Кемп издал сдавленное восклицание – он и не доверял, и не мог сдержать изумления. Невидимка встал и зашагал взад и вперед по маленькому кабинету.
– Вы удивляетесь – и немудрено. Я помню эту ночь. Было уже очень поздно, днем меня осаждали безмозглые, любопытные студенты, и я работал иногда до зари. Помню, мысль эта поразила меня внезапно, явилась мне вдруг во всем блеске и всей полноте. «Можно сделать животное – ткань – прозрачной! Можно сделать его невидимым! Все, кроме пигментов. Я могу быть невидим!» – сказал я себе, внезапно сообразив, что значило, при таком познании, быть альбиносом. Тут было что-то ошеломляющее. Я бросил фильтр, над которым возился, отошел и стал смотреть в огромное окно на звезды. «Я могу быть невидим», – повторил я. Сделать такую вещь значило бы заткнуть за пояс ее величество магию. Передо мной предстало, не омраченное никакими сомнениями, великолепное видение того, что могла значить для человека невидимость, таинственность, власть, свобода. Никаких отрицательных сторон я не видел. Подумайте только! Я, убогий, бедствующий, загнанный профессор-демонстратор, учивший дураков в провинциальном колледже, мог вдруг стать – вот этим. Я спрашиваю вас, Кемп, если бы вы… Всякий, поверьте, кинулся бы на такое открытие. Я проработал еще три года, и с вершины каждой горы затруднений, которые превозмогал, открывалась еще такая же гора. Какое неисчислимое количество подробностей! Какое постоянное раздражение! И постоянное шпионство профессора, провинциального профессора. «Когда же вы издадите, наконец, свою работу?» – спрашивал он меня беспрерывно. И эти студенты и эта нужда! Три года прожил я таким образом. И через три года мук и постоянного умалчивания убедился, что докончить работу мне невозможно… Невозможно!..
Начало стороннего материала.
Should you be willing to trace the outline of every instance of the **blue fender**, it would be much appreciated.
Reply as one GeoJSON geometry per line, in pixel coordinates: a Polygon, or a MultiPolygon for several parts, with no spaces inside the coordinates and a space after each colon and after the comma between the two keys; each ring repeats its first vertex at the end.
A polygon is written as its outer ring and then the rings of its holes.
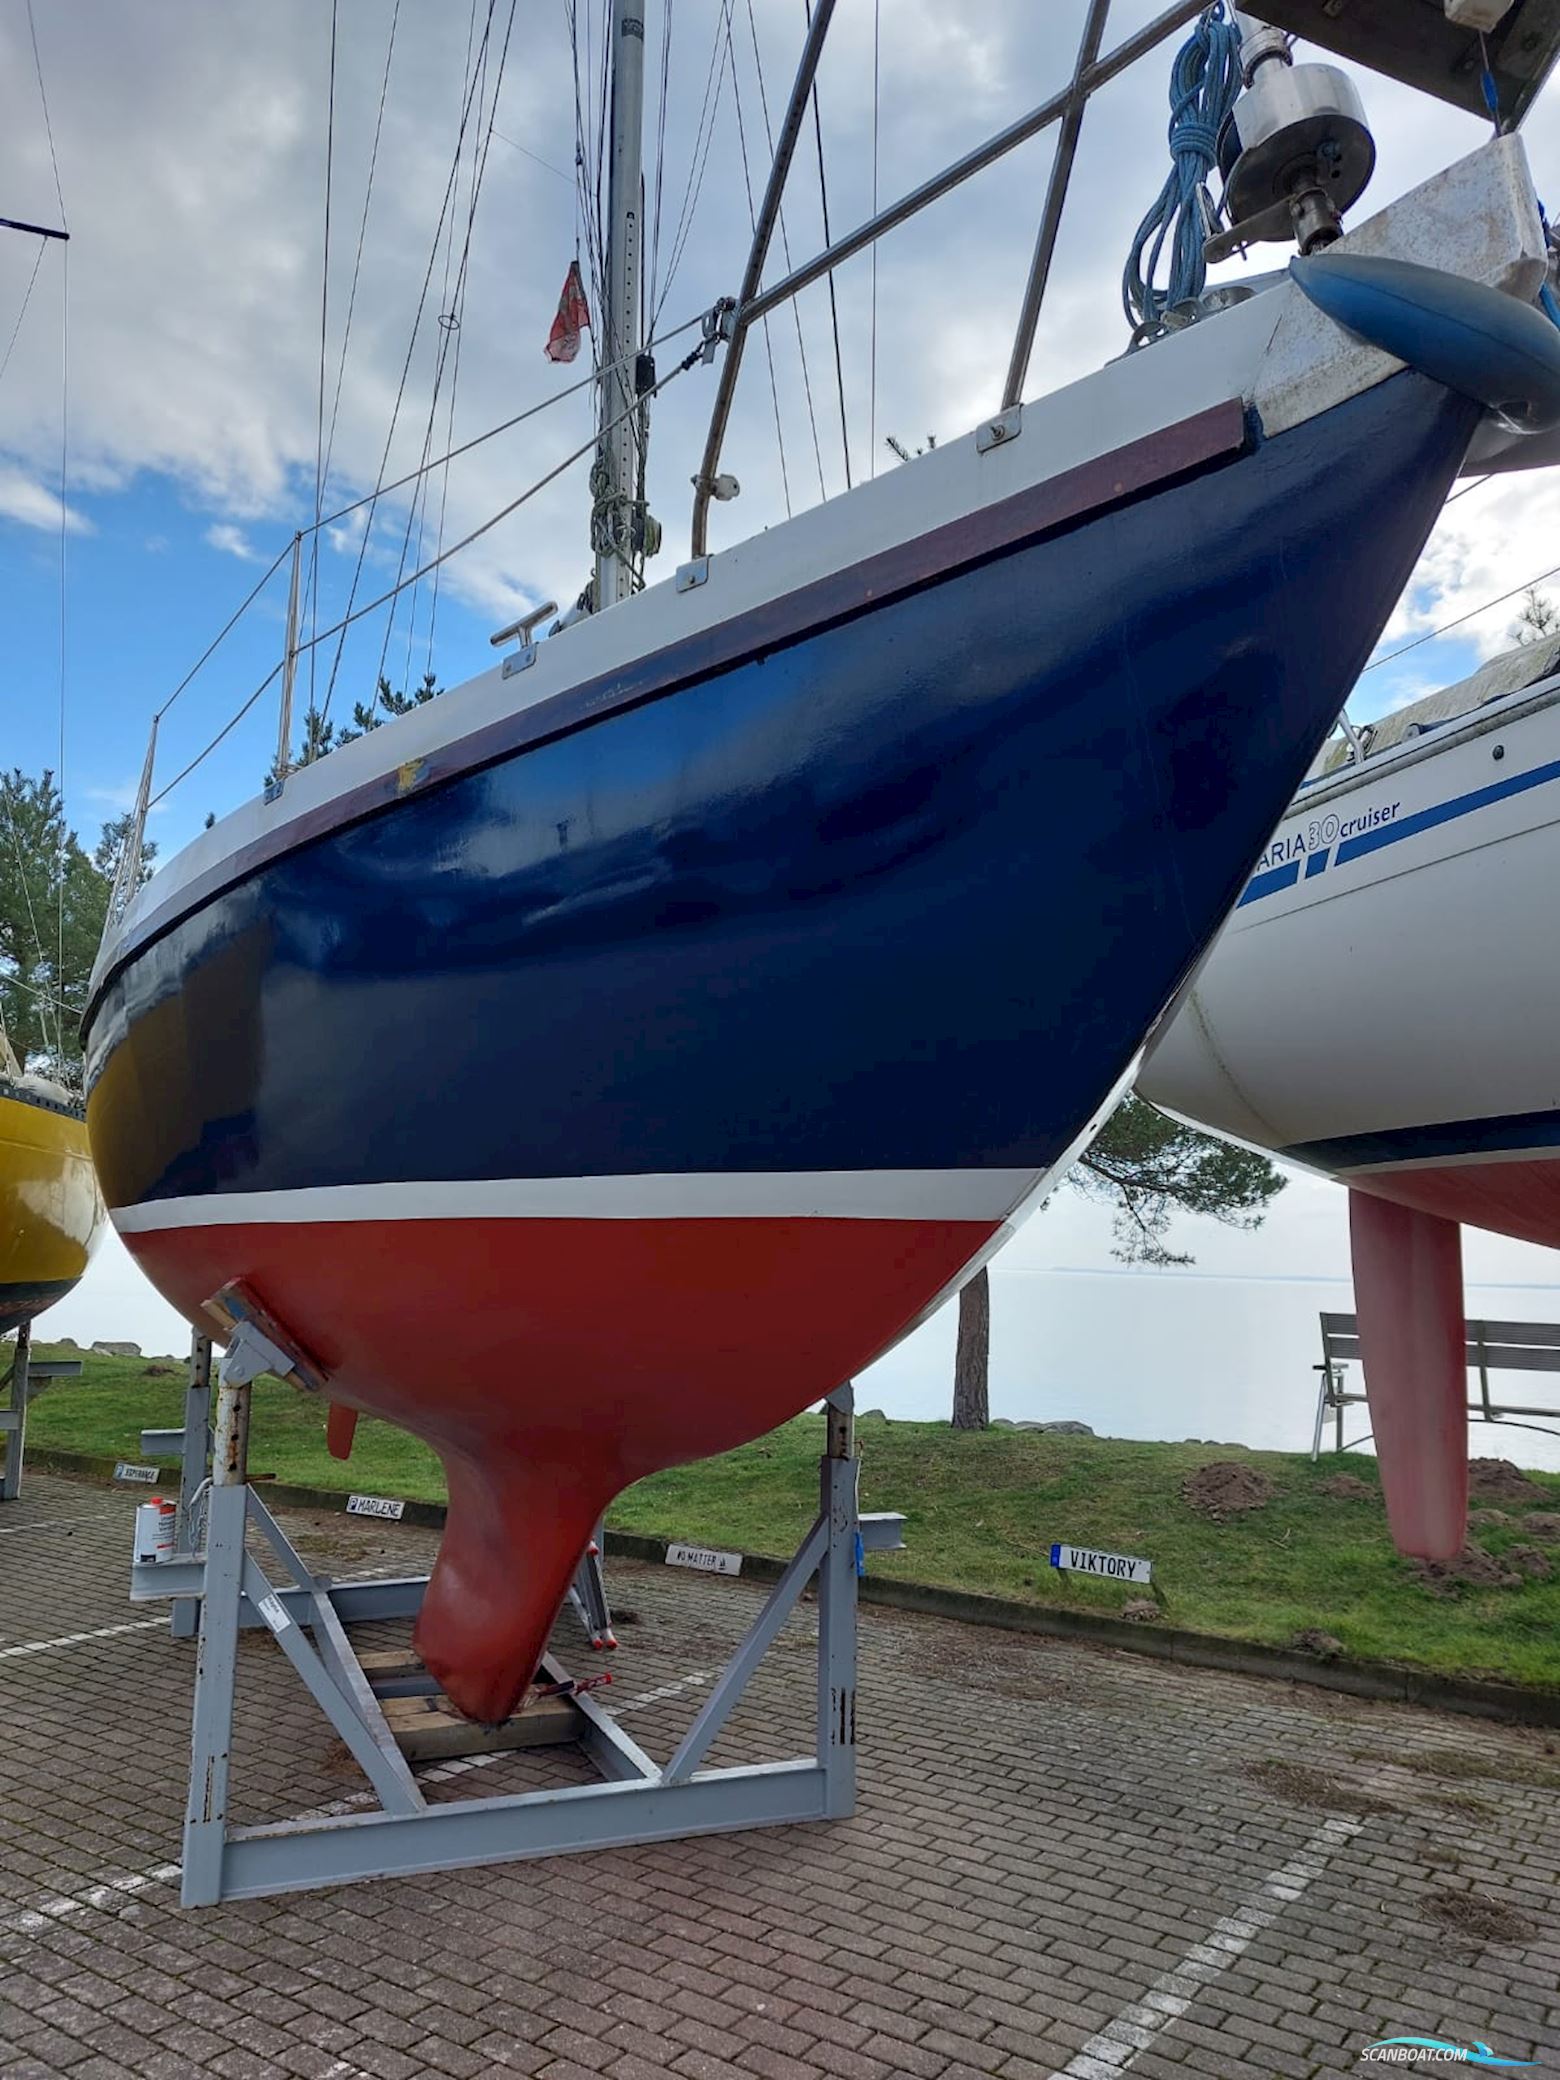
{"type": "Polygon", "coordinates": [[[1483,282],[1364,253],[1291,260],[1301,293],[1367,346],[1524,433],[1560,426],[1560,326],[1483,282]]]}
– Как это? – спросил Кемп.
– Деньги!.. – сказал Невидимка, отошел к окну и стал смотреть в него.
Вдруг он обернулся.
– Я обокрал старика: обокрал отца… Деньги были чужие, и он застрелился.
С минуту Кемп просидел молча, глядя в спину безголовой фигуры у окна. Потом он вздрогнул, пораженный какой-то мыслью, встал, взял Невидимку за руку и отвел его от окна.
– Вы устали, – сказал он, – и все ходите, а я сижу. Возьмите мое кресло.
Он поместился между Гриффином и ближайшим окном.
Гриффин помолчал немного, потом вдруг заговорил опять.
– Когда это случилось, – сказал он, – я уже бросил колледж Чизелстоу. Это было в декабре прошлого года. Я нанял в Лондоне большую комнату без мебели в огромном, весьма неблагоустроенном доме, в глухом переулке, около Портленд-стрит. Комната моя была загромождена разными приспособлениями, которые я купил за его деньги, и работа продвигалась – медленно и успешно, – продвигалась к концу. Я был похож на человека, вышедшего из густого леса и вдруг наткнувшегося на какую-то бессмысленную трагедию. Я поехал хоронить отца. Голова моя была всецело занята моими исследованиями, и я пальцем не шевельнул, чтобы спасти его репутацию. Помню я похороны: дешевенький гроб, убогую церемонию, открытый всем ветрам, промерзший косогор и старого товарища отца по университету, совершавшего над ним погребальный обряд, – бедного, черного, скрюченного старичка, страдавшего сильным насморком. Помню, как я шел назад в опустевший дом, по бывшей прежде деревне, обращенной теперь в уродливое подобие города, заваленной мусором и заросшей по окраинам, на месте прежних, заброшенных теперь полей, мокрым непролазным бурьяном. Помню себя в виде тощей черной фигуры, бредущей по скользкому, блестящему тротуару, помню свое странное чувство отчужденности от убогой добродетели и мелкого торгашества окружающего мира… Отца я не жалел вовсе. Он казался мне жертвой собственной глупой сентиментальности. Общепринятое ханжество требовало моего присутствия на похоронах, но лично мне не было до них никакого дела. Однако, когда я возвращался по Гай-стрит, мне вдруг припомнилось на мгновение прошлое.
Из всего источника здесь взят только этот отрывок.